I start off this activity by telling children that they will likely not fulfill their dreams by sitting around and waiting for things to come their way. Sure, people win the lottery and sometimes inherit millions from long-lost uncles. Others are sons and daughters of the rich and famous, and so their dreams are easier to achieve, but by and large most people have to work hard and persevere if they want to accomplish their goals.

This perseverance requires a lot of self-discipline. Those people not disciplined enough to achieve, will not.

Take a look at the number of people who fail at dieting. This failure is the result of not having a high degree of self discipline in the area of eating and exercise. In the end, it will always come down to how much one wants something and how strictly they’ll stay the course to get it.

Lesson Plan and Activity

I gather children on the carpet and as a whole class we discuss dreams and goals. The children share what they want to be when they’re older or what they want to have. Cars, big houses, pop stars, lawyers, doctors, candy stores…these are a few of the many ideas the children share at the fifth grade level as far as what they envision themselves having.

After they are done sharing I give them the news that it will take self-discipline to get all these things. They look at me wide-eyed and with their jaws agape, perhaps saddened by the reality that they are not going to simply get these things simply because they want them. Then the lesson proceeds:

  • I pass them out ten envelope labels each and tell them to write one goal, dream, or thing they want to have when they are older on each label.

  • I also give them five pieces of printer paper and have them crumple them up into a large paper ball.

  • I tell them to affix the labels around the paper ball.

  • Next I help them wrap their ball up in clear wrap to give it a glassy look.

  • The children make a pedestal for the crystal ball by taking a sentence strip and coiling it around, stapling the two ends together.

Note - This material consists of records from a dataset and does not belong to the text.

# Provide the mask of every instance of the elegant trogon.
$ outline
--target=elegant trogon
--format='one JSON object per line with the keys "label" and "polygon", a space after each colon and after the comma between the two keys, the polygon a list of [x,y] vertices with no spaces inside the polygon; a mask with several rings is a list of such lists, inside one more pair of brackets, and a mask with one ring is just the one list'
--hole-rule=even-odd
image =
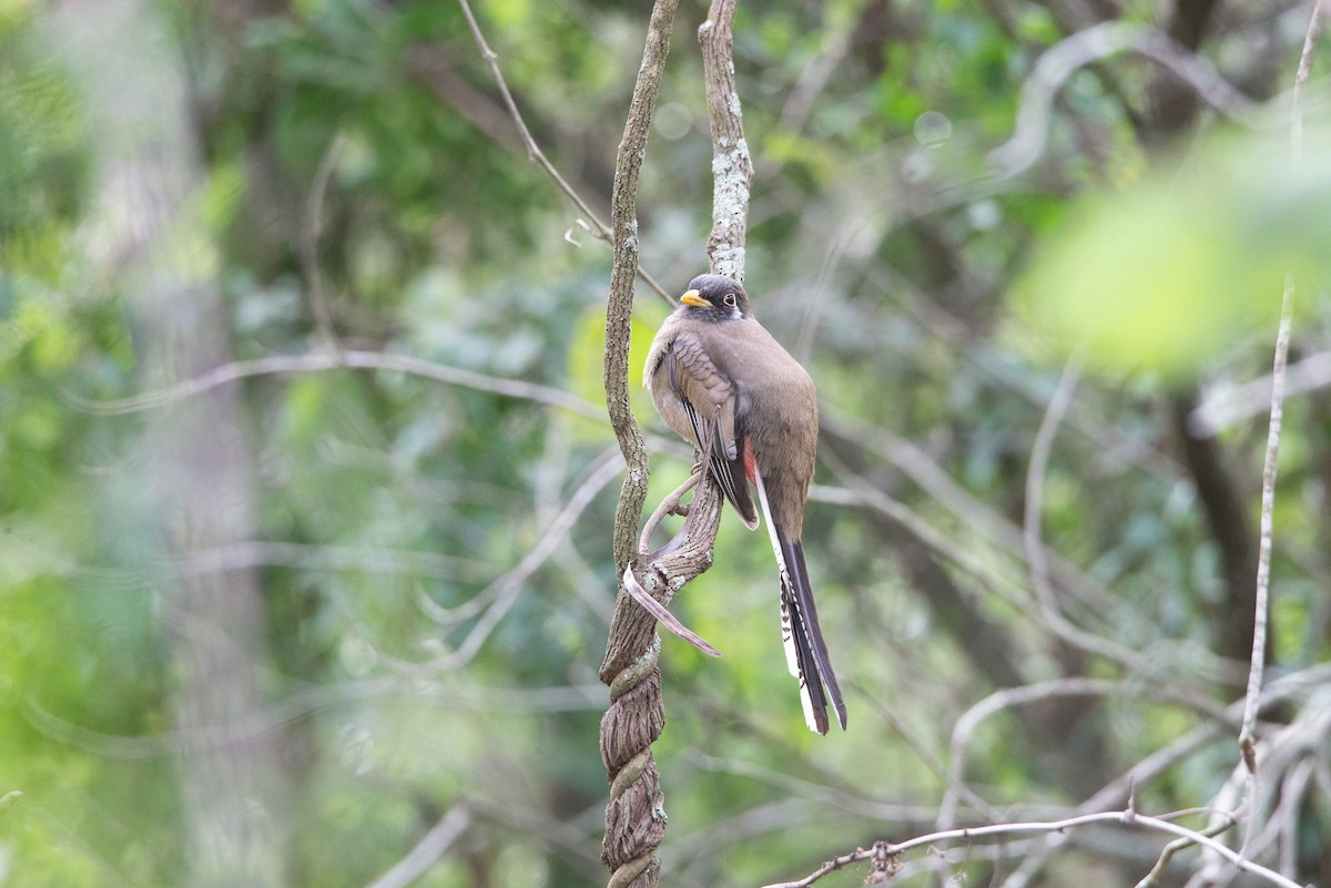
{"label": "elegant trogon", "polygon": [[647,356],[644,383],[666,424],[701,455],[753,530],[757,492],[781,577],[781,638],[809,727],[828,731],[845,703],[804,562],[804,501],[813,480],[819,404],[808,372],[753,318],[748,295],[717,274],[693,278]]}

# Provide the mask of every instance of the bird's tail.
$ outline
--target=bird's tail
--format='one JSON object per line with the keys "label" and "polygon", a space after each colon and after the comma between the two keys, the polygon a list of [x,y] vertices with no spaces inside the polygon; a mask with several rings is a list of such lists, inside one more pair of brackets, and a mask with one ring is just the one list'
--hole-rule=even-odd
{"label": "bird's tail", "polygon": [[772,510],[767,502],[767,488],[763,473],[755,472],[759,502],[763,505],[763,518],[772,537],[772,552],[781,574],[781,642],[785,645],[785,665],[800,682],[800,703],[804,706],[804,721],[811,731],[828,732],[828,698],[836,710],[837,722],[845,730],[845,703],[841,689],[832,671],[827,642],[819,626],[819,610],[813,605],[813,588],[809,585],[809,570],[804,562],[804,545],[799,540],[783,540],[772,521]]}

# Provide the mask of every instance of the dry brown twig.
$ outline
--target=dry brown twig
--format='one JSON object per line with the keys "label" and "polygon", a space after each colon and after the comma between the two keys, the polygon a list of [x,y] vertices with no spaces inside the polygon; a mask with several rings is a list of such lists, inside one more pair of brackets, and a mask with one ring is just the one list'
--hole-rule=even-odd
{"label": "dry brown twig", "polygon": [[[823,876],[829,872],[835,872],[853,863],[873,861],[874,869],[870,871],[869,884],[877,884],[890,877],[892,872],[886,869],[880,869],[882,864],[878,861],[894,861],[888,864],[888,867],[900,868],[900,855],[914,848],[926,848],[936,844],[942,844],[948,841],[973,841],[976,839],[988,839],[994,836],[1009,836],[1009,835],[1022,835],[1022,833],[1061,833],[1067,830],[1077,830],[1079,827],[1087,827],[1093,824],[1118,824],[1126,827],[1141,827],[1154,832],[1163,832],[1179,839],[1186,839],[1187,841],[1203,845],[1213,851],[1214,853],[1222,856],[1225,860],[1238,867],[1239,869],[1252,873],[1254,876],[1271,883],[1272,885],[1279,885],[1279,888],[1304,888],[1299,883],[1287,879],[1286,876],[1268,869],[1260,864],[1252,863],[1244,859],[1233,848],[1227,848],[1211,836],[1198,832],[1197,830],[1189,830],[1187,827],[1181,827],[1177,823],[1171,823],[1163,818],[1155,818],[1145,814],[1139,814],[1133,807],[1127,807],[1122,811],[1102,811],[1099,814],[1083,814],[1075,818],[1065,818],[1062,820],[1038,820],[1029,823],[997,823],[985,827],[961,827],[956,830],[942,830],[938,832],[930,832],[929,835],[916,836],[900,844],[893,844],[888,841],[874,843],[870,848],[857,848],[851,853],[835,857],[828,863],[823,864],[819,869],[811,875],[800,879],[799,881],[783,881],[772,885],[765,885],[764,888],[809,888]],[[878,873],[882,876],[878,876]],[[877,876],[877,879],[876,879]],[[874,881],[876,879],[876,881]]]}
{"label": "dry brown twig", "polygon": [[[666,715],[660,699],[660,671],[656,667],[660,654],[656,618],[662,618],[672,631],[701,650],[709,649],[664,608],[687,582],[711,566],[724,504],[715,480],[708,473],[699,472],[688,517],[675,540],[655,554],[646,554],[646,541],[655,522],[666,512],[675,510],[679,496],[687,487],[667,497],[667,502],[648,521],[638,549],[634,549],[650,473],[646,447],[628,405],[627,389],[628,318],[632,311],[632,279],[639,247],[636,187],[656,85],[668,49],[675,3],[676,0],[658,0],[652,8],[643,65],[615,162],[615,194],[611,201],[615,266],[606,312],[606,401],[628,464],[628,477],[615,514],[615,570],[622,578],[620,594],[600,667],[600,678],[611,689],[611,705],[600,727],[602,759],[611,779],[602,859],[612,871],[611,888],[652,888],[660,880],[660,860],[655,849],[666,831],[666,812],[651,744],[660,735]],[[739,121],[739,96],[733,86],[733,13],[735,0],[716,0],[711,17],[699,28],[699,39],[708,70],[708,114],[716,149],[712,165],[716,205],[708,257],[712,271],[739,279],[744,274],[744,231],[752,167]],[[724,84],[728,84],[728,89]],[[715,649],[708,653],[712,651]]]}
{"label": "dry brown twig", "polygon": [[[458,4],[462,7],[462,15],[465,15],[467,19],[467,27],[471,28],[471,36],[476,41],[476,47],[480,49],[480,57],[486,60],[486,65],[490,68],[490,76],[494,77],[495,86],[499,89],[500,97],[503,97],[504,108],[508,109],[508,116],[512,117],[512,122],[518,126],[518,136],[522,138],[523,148],[527,149],[527,160],[539,166],[542,170],[544,170],[546,175],[548,175],[559,187],[559,190],[564,193],[564,197],[572,201],[572,205],[578,207],[578,211],[586,217],[586,225],[583,227],[587,231],[594,234],[596,238],[615,246],[614,231],[611,226],[606,225],[600,219],[600,217],[596,215],[596,211],[592,210],[591,206],[587,203],[587,201],[584,201],[583,197],[578,193],[578,190],[568,183],[568,179],[566,179],[559,173],[559,169],[550,162],[550,158],[546,157],[546,153],[540,150],[540,145],[536,144],[536,140],[531,134],[531,130],[527,129],[527,121],[523,120],[522,112],[518,110],[518,102],[514,100],[512,92],[508,89],[508,81],[504,80],[503,72],[499,69],[499,55],[494,49],[491,49],[490,44],[486,41],[486,36],[484,33],[482,33],[480,25],[476,23],[476,16],[475,13],[471,12],[471,4],[467,0],[458,0]],[[616,165],[616,179],[618,179],[618,169],[619,167]],[[614,210],[611,210],[611,214],[614,215]],[[571,238],[566,239],[571,241]],[[651,287],[658,296],[664,299],[668,304],[673,304],[675,300],[669,298],[669,294],[666,292],[664,287],[656,283],[656,279],[652,278],[652,275],[650,275],[642,267],[634,269],[634,273],[639,278],[642,278],[643,282],[648,287]]]}
{"label": "dry brown twig", "polygon": [[[676,5],[677,0],[656,0],[652,5],[643,61],[634,85],[628,120],[624,122],[624,137],[615,157],[615,186],[611,195],[611,245],[615,261],[606,304],[604,383],[610,421],[628,465],[615,510],[616,577],[624,576],[634,557],[638,521],[643,513],[651,475],[647,445],[628,400],[628,343],[639,253],[638,177],[647,154],[647,134],[669,53]],[[697,512],[701,513],[700,509]],[[652,589],[651,582],[644,585],[652,592],[666,589]],[[655,621],[620,585],[606,642],[606,658],[600,665],[600,679],[610,686],[610,707],[600,722],[600,756],[611,783],[600,856],[611,871],[611,888],[655,888],[660,883],[656,848],[666,835],[666,810],[660,776],[652,758],[652,743],[666,726],[660,671],[656,667],[659,655],[660,638],[656,635]]]}

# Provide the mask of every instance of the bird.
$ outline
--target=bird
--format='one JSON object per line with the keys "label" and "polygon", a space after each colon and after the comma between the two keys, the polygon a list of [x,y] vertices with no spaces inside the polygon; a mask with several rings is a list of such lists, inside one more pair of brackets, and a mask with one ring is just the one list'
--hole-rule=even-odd
{"label": "bird", "polygon": [[831,701],[845,730],[845,703],[804,560],[804,504],[819,444],[808,371],[757,322],[743,286],[704,274],[656,331],[643,383],[656,412],[696,448],[700,471],[716,479],[749,530],[757,529],[761,509],[781,581],[781,641],[805,722],[825,735]]}

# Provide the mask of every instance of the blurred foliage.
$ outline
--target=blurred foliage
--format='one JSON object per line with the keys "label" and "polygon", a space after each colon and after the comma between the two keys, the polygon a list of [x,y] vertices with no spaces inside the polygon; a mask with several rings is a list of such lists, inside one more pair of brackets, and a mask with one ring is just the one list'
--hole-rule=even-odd
{"label": "blurred foliage", "polygon": [[[475,5],[534,137],[604,213],[648,7]],[[1162,150],[1166,78],[1111,57],[1067,78],[1045,153],[1013,178],[990,152],[1041,55],[1093,24],[1077,11],[1167,27],[1173,4],[740,5],[747,284],[820,388],[828,489],[805,538],[851,730],[804,730],[767,542],[727,517],[716,566],[673,605],[725,655],[664,639],[668,883],[800,877],[930,831],[953,726],[994,690],[1113,678],[1193,703],[1129,693],[994,715],[965,747],[966,786],[988,802],[962,799],[966,823],[1067,812],[1242,693],[1226,667],[1246,657],[1251,582],[1233,577],[1251,576],[1264,407],[1191,449],[1181,416],[1270,372],[1287,270],[1295,358],[1327,352],[1331,167],[1310,126],[1291,171],[1271,98],[1292,82],[1307,4],[1215,5],[1202,53],[1274,109],[1271,132],[1193,108]],[[132,84],[80,64],[113,39],[80,28],[79,3],[0,0],[0,885],[206,884],[190,787],[218,748],[249,748],[216,742],[237,726],[277,750],[274,884],[370,884],[458,804],[470,826],[413,884],[600,883],[608,424],[391,368],[254,374],[138,409],[117,399],[208,370],[208,350],[161,356],[169,306],[224,359],[337,346],[598,403],[608,249],[528,162],[454,3],[110,7],[160,17],[170,37],[169,82],[149,98],[172,114],[184,90],[189,156],[148,166],[189,171],[197,222],[172,234],[208,286],[150,292],[153,245],[117,226],[136,149],[100,134],[97,97]],[[644,266],[676,290],[701,270],[709,225],[704,15],[679,12],[639,195]],[[1326,70],[1319,58],[1318,90]],[[631,382],[658,433],[652,504],[688,472],[639,386],[664,312],[640,288]],[[1090,372],[1051,445],[1040,528],[1066,619],[1126,662],[1050,631],[1022,549],[1033,443],[1074,354]],[[230,403],[226,429],[196,461],[164,456],[200,403]],[[225,431],[242,444],[238,484],[221,471]],[[1291,399],[1276,675],[1331,647],[1328,441],[1326,391]],[[164,491],[173,459],[193,493]],[[845,505],[847,489],[908,518]],[[248,506],[224,508],[230,495]],[[173,496],[226,512],[232,536],[190,548]],[[566,521],[567,540],[531,558]],[[181,590],[198,577],[221,578],[226,601],[250,589],[248,622],[192,613]],[[244,718],[213,732],[186,721],[186,654],[210,646],[242,651],[250,682]],[[1234,734],[1139,784],[1139,808],[1206,804]],[[1326,794],[1310,795],[1290,832],[1300,880],[1331,879],[1328,824]],[[1029,884],[1134,884],[1163,844],[1067,841]],[[898,879],[930,883],[929,865]],[[940,872],[1000,884],[1013,865],[977,849]],[[862,873],[837,876],[820,884]]]}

  • On the pedestal I instruct the children to write three things they will have to do in order to get the things that are on their crystal balls. For example:

  • Go to college

  • Work hard

  • Get good grades

  • When they are done, they will have their own crystal ball reminders of their goals. and what they will have to do to fulfill those desires.

This idea is based on the great book by Rick Duvall, Building Character and Community in the Classroom. published by Creative Teaching Press. The book is out-of-print, but you can generally pick up used copies inexpensively via Amazon or elsewhere.